Use a vertical omni-directional antenna for both modes, actually all modes, and you will have the best of all possible worlds! I say this based on my own experience, as well as others who have worked a great deal of DX with vertically polarized antennas. For about 31 years now I have used vertical omnis on this band to very good success. I’ve worked all 50 states, and four countries, most times running not more than about 100 watts of power.
I’m not knocking beam antennas such as Yagis or Cubical Quads, I have used them too! What I’m really saying though is that I have learned to put them up vertically polarized as opposed to using them in horizontal polarization. One station I can think of has worked all states more than twice over, as well as working all continents using a pair of vertical five element Yagi beams.
The reasoning behind this becomes more clear if you consider that propagation on this band is more often similar to that of an High Frequency (HF) band, rather than a VHF band. On bands like 2 Meters or 222 MHz., when you operate Single Sideband (SSB) you would probably be foolish not to use a horizontal antenna. In my experience on the Six Meter band, signal propagation comes in most times at an angle that is closer to the vertical plane, than it is to horizontal.
About the only time using a vertical antenna would be a disadvantage would be trying to talk to a horizontally polarized station within your “direct wave” range. This would be a station within about 50 miles of you. In this circumstance about an additional 20 Decibels of attenuation would be imposed between the cross polarized stations. In reality though all Six Meter stations should have an omni-directional vertical antenna. With such an antenna you will be aware of the prevailing activity on the band, even if you then switch to some other antenna to optimize that activity.

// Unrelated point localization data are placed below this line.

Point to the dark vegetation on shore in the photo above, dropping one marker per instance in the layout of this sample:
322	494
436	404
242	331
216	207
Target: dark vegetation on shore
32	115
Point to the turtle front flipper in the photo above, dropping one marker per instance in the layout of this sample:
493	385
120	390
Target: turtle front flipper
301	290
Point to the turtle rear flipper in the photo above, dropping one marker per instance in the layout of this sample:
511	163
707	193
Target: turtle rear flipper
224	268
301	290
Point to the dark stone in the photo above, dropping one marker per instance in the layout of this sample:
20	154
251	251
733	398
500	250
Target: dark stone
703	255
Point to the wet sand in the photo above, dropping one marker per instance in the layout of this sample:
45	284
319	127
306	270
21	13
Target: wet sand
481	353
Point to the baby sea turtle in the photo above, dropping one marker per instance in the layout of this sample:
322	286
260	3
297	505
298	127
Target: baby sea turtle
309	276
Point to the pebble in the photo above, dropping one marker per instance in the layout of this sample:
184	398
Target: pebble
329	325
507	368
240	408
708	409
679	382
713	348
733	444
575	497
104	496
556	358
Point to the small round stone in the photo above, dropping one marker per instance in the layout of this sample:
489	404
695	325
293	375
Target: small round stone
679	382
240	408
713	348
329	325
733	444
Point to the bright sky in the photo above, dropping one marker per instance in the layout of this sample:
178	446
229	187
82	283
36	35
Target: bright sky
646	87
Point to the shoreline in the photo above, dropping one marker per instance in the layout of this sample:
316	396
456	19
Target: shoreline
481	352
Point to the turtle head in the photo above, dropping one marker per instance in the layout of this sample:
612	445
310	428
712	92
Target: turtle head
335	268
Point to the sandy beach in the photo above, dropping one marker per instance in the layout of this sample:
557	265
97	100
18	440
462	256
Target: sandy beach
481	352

So what sort of vertical omnis are desirable? Ground Planes work well, either the 5/8 wavelength variety or even simple 1/4 wavelength versions. These can often be fabricated from easily modified Citizens Band antennas. The venerable “J” antenna is though, probably both the simplest to build, and the best overall performer. One major reason the voltage fed “J” is nice is that it can be constructed to provide enough bandwidth to utilize almost all of the band. This allows you to have one antenna that can be used for FM, AM, SSB, or CW. So, what must be done to provide this wide bandwidth J antenna?
Bandwidth in an antenna is a function of the antenna’s circuit “Q”, or circuit “quality factor”. If the antenna provides the lowest possible reactance, the Q will be improved, and consequently so will bandwidth. To provide the lowest possible reactance, or Alternating Current (AC) resistance, we could either use large diameter conductors, or maybe plate the antenna with some nice low resistance conductive material like Silver. I think using fat large diameter tubing is probably the better and more economical approach!

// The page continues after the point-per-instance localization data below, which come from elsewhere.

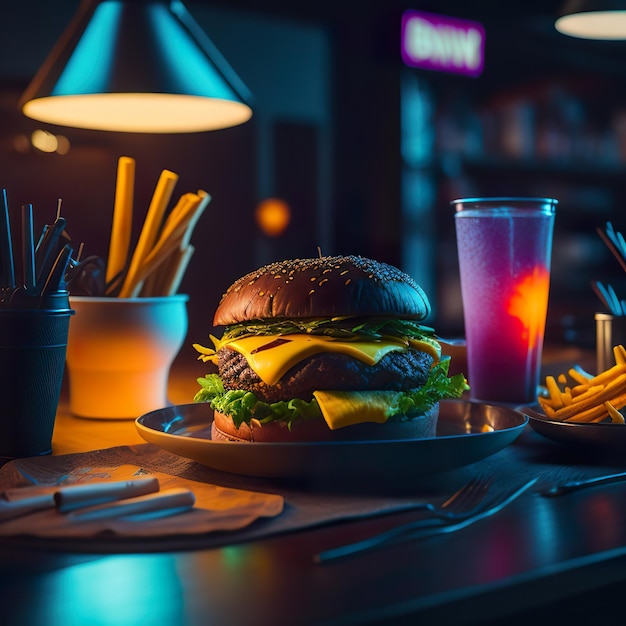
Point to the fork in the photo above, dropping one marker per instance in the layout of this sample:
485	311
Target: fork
460	504
419	529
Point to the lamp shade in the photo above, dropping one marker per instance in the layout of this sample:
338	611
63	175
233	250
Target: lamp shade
593	19
136	66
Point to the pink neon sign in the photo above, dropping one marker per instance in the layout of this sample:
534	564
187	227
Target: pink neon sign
443	44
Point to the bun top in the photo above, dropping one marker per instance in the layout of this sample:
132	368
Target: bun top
322	287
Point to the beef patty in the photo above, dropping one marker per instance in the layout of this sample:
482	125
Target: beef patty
396	371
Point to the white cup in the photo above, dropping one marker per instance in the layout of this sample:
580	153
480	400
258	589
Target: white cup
119	354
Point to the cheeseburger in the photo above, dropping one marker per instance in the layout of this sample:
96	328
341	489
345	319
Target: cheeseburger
329	348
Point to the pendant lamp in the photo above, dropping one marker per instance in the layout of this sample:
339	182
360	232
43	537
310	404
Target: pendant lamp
140	66
593	19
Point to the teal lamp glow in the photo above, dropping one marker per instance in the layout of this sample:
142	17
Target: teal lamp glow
136	66
593	19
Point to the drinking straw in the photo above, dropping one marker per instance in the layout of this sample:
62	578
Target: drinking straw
48	247
28	248
7	271
56	277
149	231
122	218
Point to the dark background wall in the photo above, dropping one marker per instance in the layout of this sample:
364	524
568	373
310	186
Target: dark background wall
545	118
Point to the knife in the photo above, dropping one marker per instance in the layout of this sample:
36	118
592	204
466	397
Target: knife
421	531
575	485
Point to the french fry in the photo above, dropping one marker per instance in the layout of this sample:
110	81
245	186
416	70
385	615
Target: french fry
149	232
614	414
591	398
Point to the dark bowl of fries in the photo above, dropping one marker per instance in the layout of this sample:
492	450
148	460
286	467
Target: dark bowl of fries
585	409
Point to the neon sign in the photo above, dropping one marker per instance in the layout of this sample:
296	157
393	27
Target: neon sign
443	44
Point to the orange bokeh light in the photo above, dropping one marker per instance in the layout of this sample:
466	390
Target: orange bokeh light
273	216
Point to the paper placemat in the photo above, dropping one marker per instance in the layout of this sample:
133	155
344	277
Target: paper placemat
216	508
305	505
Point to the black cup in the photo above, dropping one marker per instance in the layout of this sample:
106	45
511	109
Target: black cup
33	343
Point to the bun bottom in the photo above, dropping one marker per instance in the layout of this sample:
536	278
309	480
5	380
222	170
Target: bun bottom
421	427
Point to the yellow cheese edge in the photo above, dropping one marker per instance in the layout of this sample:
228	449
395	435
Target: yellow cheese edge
346	408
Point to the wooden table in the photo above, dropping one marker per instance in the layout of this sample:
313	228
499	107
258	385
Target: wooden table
568	553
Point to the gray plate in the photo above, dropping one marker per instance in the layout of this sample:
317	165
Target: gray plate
466	433
606	435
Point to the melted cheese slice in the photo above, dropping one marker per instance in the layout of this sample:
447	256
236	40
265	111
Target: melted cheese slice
271	356
346	408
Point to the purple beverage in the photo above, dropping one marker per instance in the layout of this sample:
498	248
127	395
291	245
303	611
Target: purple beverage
504	247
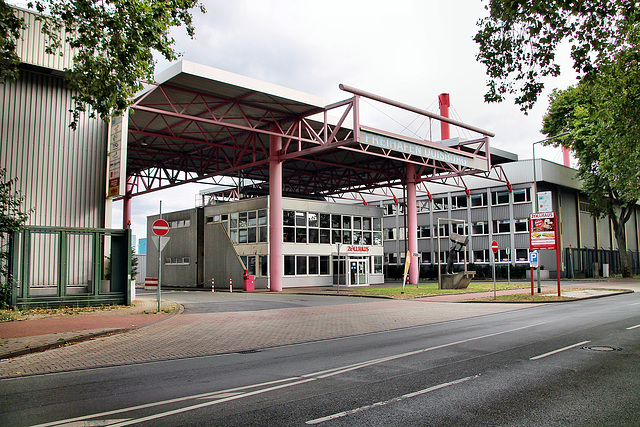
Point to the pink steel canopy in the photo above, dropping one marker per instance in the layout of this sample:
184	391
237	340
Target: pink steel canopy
199	122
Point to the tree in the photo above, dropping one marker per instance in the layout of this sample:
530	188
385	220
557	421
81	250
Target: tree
12	218
519	39
602	114
113	42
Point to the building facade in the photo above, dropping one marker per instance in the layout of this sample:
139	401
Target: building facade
235	237
494	212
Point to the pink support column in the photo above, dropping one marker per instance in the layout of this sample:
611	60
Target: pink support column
443	99
126	207
275	214
412	222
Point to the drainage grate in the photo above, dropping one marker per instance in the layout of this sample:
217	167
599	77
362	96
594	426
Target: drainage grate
248	351
602	348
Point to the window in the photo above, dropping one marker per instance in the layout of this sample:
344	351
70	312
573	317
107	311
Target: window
500	198
288	234
314	235
479	228
301	235
458	202
390	233
357	223
324	265
501	226
262	261
314	265
481	256
301	265
521	225
301	219
424	231
262	217
521	196
366	223
377	264
377	238
478	200
325	221
288	218
441	204
253	219
522	255
289	265
313	219
346	222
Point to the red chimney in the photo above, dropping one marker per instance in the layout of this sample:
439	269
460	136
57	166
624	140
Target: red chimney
443	99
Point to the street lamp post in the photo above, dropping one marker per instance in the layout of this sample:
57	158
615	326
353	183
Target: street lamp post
535	188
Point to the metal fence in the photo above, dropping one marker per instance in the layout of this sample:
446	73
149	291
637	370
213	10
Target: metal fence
70	266
584	263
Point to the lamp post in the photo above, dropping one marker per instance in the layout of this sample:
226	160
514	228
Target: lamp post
535	188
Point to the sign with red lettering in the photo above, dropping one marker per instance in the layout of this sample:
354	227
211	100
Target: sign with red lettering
542	230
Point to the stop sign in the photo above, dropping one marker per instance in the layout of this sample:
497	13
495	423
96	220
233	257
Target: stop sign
160	227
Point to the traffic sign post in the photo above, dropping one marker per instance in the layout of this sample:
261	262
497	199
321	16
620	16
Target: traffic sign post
494	249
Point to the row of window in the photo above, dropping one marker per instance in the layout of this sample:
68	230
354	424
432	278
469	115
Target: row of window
462	202
183	260
477	229
479	256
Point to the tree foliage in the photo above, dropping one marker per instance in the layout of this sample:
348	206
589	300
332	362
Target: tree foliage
602	114
113	43
519	40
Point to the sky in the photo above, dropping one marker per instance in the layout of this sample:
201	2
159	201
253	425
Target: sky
406	50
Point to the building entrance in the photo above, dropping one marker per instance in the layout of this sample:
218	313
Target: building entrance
358	272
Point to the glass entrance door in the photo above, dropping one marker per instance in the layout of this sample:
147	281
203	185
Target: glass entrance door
358	272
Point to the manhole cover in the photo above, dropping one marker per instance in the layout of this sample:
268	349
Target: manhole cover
602	348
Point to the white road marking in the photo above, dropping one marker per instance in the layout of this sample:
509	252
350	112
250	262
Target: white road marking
386	402
559	350
270	386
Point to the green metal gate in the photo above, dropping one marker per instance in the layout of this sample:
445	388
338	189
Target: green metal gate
70	266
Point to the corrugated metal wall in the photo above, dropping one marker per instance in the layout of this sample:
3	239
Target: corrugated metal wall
60	172
31	45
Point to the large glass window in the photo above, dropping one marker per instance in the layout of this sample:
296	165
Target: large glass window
289	265
521	196
324	265
314	265
288	218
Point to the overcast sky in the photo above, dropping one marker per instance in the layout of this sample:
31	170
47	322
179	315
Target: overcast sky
407	50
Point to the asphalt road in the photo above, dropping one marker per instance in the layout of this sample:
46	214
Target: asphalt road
555	364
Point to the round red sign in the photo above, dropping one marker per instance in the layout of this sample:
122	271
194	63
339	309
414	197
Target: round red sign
160	227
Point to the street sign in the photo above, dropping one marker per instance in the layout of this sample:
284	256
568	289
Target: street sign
160	227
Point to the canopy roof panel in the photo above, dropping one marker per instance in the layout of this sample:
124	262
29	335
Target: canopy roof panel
198	122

Usually 3/4 inch diameter tubing is used for Six Meter “J” antennas. If this seems like a desirable mechanical configuration to you, here are the dimensions for such an antenna fabricated from copper tubing. Actually it uses 1/2 diameter tubing also but, hang in here with me, we’ll make use of this smaller diameter tubing in a later modification for higher frequency bands!
First, let me explain how we do these measurements! Start all your measurements from the top edge of the bottom of the antenna. This means the top edge at the bottom of the “Q-Line” or Linear Impedance matching transformer that is formed by the two parallel quarter wavelength tubes. So let’s get started by listing the parts you will need.
The “J” Shopping List
* One 10 foot length of 1/2 inch copper tubing
* Two 10 foot lengths of 3/4 inch copper tubing
* One 3/4 inch “T” fitting
* One 3/4 inch to 1/2 inch reducer
* One 3/4 inch elbow fitting
* Two 3 inch by 2 inch by 1/2 inch thick pieces of Plexiglas flat stock
* One coaxial SO-239 chassis mount connector, or maybe a chassis mount “N” connector
* 6 inches of #12 American Wire Gauge (AWG) THHN solid copper wire
* One ring type crimp-on terminal to attach to the connector’s flange
You will also need 4 appropriately sized screws, nuts and lockwashers for the connector and, also eight (8) 3/16 inch machine screws and lock nuts for mounting the Plexiglas plates.
[6mtrJ.gif] Putting This Puppy Together
Remember to clean and polish all these copper pieces, as well as the tip ends of the tubing that will fit onto them before soldering! Use non-acid solder!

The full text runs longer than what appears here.